Most work is the province of the Initiatives – spun-off “microcorporate” structures with their own internal charter which exist to perform some specific task – execute on a project, develop a software package, run a factory, operate a particular store, or some such, either as a one-time or a recurring task.  Such Initiatives can be founded by a single corporation or as a joint venture by many – or even by another Initiative – and can be retained by their founders, transferred elsewhere, or sold as a whole.  They receive capital and other resources from their founders, along with their charter and the attention of the Directorate, and usually return whatever profits they make once their obligations are satisfied to their present owners; but Initiatives usually contract for whatever else they need with individuals or other Initiatives, including all the work they need done, managerial, technical, administrative, or otherwise, and any secondary resources they need along the way.

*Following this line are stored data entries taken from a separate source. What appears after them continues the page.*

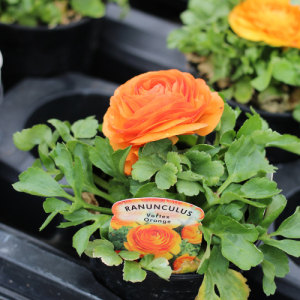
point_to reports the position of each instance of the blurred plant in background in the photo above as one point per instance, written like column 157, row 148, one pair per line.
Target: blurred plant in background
column 266, row 75
column 52, row 13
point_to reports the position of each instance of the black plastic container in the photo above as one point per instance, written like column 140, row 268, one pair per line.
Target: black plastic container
column 283, row 123
column 46, row 52
column 179, row 287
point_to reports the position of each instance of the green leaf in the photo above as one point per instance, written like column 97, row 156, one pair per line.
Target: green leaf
column 151, row 190
column 252, row 124
column 85, row 129
column 277, row 258
column 89, row 8
column 133, row 272
column 269, row 285
column 290, row 227
column 243, row 90
column 274, row 210
column 189, row 188
column 166, row 176
column 62, row 128
column 287, row 142
column 161, row 148
column 202, row 165
column 53, row 206
column 289, row 246
column 231, row 286
column 160, row 266
column 37, row 182
column 259, row 188
column 227, row 138
column 146, row 167
column 243, row 161
column 129, row 255
column 228, row 119
column 237, row 242
column 110, row 162
column 28, row 138
column 217, row 262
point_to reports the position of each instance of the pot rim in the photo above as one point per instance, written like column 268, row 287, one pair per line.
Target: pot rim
column 46, row 28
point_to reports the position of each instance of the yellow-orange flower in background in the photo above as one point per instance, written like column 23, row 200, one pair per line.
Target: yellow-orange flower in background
column 158, row 105
column 192, row 233
column 275, row 22
column 159, row 240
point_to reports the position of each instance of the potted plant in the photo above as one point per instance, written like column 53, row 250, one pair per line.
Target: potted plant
column 155, row 147
column 249, row 52
column 45, row 38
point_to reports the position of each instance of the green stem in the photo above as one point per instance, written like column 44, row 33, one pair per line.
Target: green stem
column 224, row 185
column 100, row 182
column 200, row 140
column 103, row 210
column 105, row 196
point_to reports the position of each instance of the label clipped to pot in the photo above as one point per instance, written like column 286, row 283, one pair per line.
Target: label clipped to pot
column 162, row 227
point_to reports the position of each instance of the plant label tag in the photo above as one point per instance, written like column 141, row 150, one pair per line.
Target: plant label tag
column 162, row 227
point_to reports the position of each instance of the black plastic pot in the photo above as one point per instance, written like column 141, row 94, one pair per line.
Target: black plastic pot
column 283, row 123
column 46, row 52
column 179, row 287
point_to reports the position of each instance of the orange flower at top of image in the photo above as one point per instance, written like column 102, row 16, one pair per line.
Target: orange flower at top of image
column 159, row 240
column 192, row 233
column 158, row 105
column 275, row 22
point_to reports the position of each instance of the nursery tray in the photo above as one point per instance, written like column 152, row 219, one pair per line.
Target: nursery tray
column 35, row 101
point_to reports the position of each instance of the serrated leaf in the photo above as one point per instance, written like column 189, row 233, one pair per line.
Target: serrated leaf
column 161, row 148
column 166, row 176
column 227, row 138
column 231, row 286
column 37, row 182
column 189, row 188
column 274, row 210
column 62, row 128
column 146, row 167
column 237, row 242
column 85, row 129
column 129, row 255
column 259, row 188
column 202, row 165
column 217, row 262
column 251, row 125
column 277, row 258
column 151, row 190
column 133, row 272
column 28, row 138
column 290, row 227
column 53, row 206
column 160, row 266
column 243, row 160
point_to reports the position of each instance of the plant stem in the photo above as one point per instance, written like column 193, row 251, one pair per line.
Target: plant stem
column 200, row 140
column 103, row 210
column 105, row 196
column 224, row 185
column 100, row 182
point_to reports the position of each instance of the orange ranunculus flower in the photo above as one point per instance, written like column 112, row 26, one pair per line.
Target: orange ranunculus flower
column 180, row 261
column 275, row 22
column 159, row 240
column 158, row 105
column 117, row 224
column 192, row 233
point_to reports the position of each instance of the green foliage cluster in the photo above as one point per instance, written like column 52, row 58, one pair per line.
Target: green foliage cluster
column 242, row 69
column 52, row 12
column 228, row 180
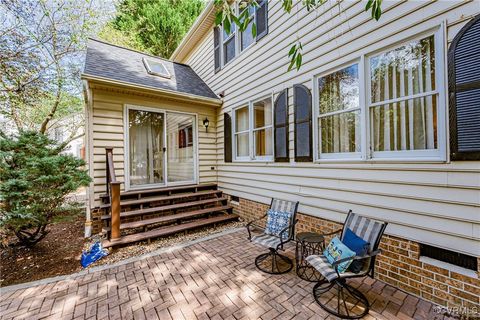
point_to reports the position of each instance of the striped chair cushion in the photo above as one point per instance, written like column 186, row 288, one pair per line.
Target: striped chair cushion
column 284, row 206
column 267, row 240
column 321, row 264
column 367, row 229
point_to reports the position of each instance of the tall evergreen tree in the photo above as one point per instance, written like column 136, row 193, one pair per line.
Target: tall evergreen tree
column 156, row 27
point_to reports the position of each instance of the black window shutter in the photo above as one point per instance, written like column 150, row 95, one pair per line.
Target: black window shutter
column 464, row 92
column 261, row 16
column 302, row 102
column 216, row 48
column 280, row 121
column 227, row 137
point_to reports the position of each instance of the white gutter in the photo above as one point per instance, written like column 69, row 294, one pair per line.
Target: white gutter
column 166, row 92
column 200, row 20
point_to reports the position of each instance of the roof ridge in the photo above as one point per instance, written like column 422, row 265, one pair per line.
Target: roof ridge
column 137, row 51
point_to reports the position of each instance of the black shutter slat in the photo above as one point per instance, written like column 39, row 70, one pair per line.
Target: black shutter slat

It is among the Initiatives that you are most likely to find counterparties.  (It is important to remember that the majority of contracts are short-term or at best renewable; there are almost no “jobs for life”, and so you will be expected to manage your long-term affairs for yourself in many respects.  More on this later.)  For simple short-term contracts in low- and middle-end fields, the easiest method is to register with Service Gate, ICC, whose dataweave-mediated contract matching and labor market services are used by virtually all Initiatives, and which can therefore find work on a regular basis for all their labor-side clients.  And, of course, if you prove a success at a particular Initiative or with a particular team or manager, you can expect to be called on again for their future contracts.

For more senior or specialized positions, you may be able to find work through specialized path-pointers, but in practice, many if not most of these positions are filled through old-fashioned xicé networking; careful attention to one’s professional society and reputation networks will pay dividends here.

Another possible source of counterparties, if you have some starting capital available, is the so-called “bounty economy”.  In this, many corporations and Initiatives simply post work they wish to be done, problems they wish solved, and so forth, to a bounty registry, along with the amount they will pay for its completion or solution.  (Some, but not all, of these registries let you claim exclusive rights to attempt to solve a given problem for a period of time; others are strictly “winner takes all”.)  Whoever does the work or solves the problem receives the bounty.  These bounties can be a good source of income for the speculatively inclined.

For completeness, there is also the public contracts channel, to which anyone can post low-value contracts for completion by anyone in the area that chooses to pick them up.  While a convenient enough source of petty cash for small favors for anyone, such contracts as a rule don’t amount to enough to be a useful source of primary income.